I have an interesting problem.
I have a very large (larger than 300MB, more than 10,000,000 lines/rows in the file) CSV file with time series data points inside. Every month I get a new CSV file that is almost the same as the previous file, except for a few new lines have been added and/or removed and perhaps a couple of lines have been modified.
I want to use Python to compare the 2 files and identify which lines have been added, removed and modified.
The issue is that the file is very large, so I need a solution that can handle the large file size and execute efficiently within a reasonable time, the faster the better.

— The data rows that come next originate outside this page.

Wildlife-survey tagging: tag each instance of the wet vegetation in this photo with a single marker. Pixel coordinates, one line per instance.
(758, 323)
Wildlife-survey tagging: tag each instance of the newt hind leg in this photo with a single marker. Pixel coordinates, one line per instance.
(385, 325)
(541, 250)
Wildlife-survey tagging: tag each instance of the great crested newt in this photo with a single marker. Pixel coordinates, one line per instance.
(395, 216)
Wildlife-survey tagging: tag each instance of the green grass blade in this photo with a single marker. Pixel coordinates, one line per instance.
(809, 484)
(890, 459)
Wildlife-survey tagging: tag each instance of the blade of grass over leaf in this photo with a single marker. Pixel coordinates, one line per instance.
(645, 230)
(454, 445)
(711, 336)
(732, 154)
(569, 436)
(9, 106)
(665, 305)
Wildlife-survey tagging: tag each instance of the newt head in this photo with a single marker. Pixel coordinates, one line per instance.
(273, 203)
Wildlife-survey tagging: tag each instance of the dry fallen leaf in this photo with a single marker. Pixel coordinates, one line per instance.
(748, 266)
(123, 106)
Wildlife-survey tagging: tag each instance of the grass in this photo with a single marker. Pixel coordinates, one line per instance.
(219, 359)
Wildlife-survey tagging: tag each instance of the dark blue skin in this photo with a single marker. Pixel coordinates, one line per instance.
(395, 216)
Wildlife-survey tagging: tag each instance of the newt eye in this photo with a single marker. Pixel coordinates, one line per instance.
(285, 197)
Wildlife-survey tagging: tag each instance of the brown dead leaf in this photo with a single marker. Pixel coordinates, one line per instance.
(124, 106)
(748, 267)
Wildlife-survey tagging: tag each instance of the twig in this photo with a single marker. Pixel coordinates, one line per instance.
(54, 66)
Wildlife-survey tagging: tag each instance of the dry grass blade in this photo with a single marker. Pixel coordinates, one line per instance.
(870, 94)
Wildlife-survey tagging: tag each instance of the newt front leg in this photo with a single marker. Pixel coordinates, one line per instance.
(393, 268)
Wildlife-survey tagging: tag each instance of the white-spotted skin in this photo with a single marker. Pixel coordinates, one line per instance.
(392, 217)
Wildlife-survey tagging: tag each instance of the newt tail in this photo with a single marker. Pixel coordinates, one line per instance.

Example of what a file and its new file might look like:
Old file
A,2008-01-01,23
A,2008-02-01,45
B,2008-01-01,56
B,2008-02-01,60
C,2008-01-01,3
C,2008-02-01,7
C,2008-03-01,9
etc...
New file
A,2008-01-01,23
A,2008-02-01,45
A,2008-03-01,67
(added)
B,2008-01-01,56
B,2008-03-01,33
(removed and added)
C,2008-01-01,3
C,2008-02-01,7
C,2008-03-01,22
(modified)
etc...
Basically the 2 files can be seen as matrices that need to be compared, and I have begun thinking of using PyTable. Any ideas on how to solve this problem would be greatly appreciated.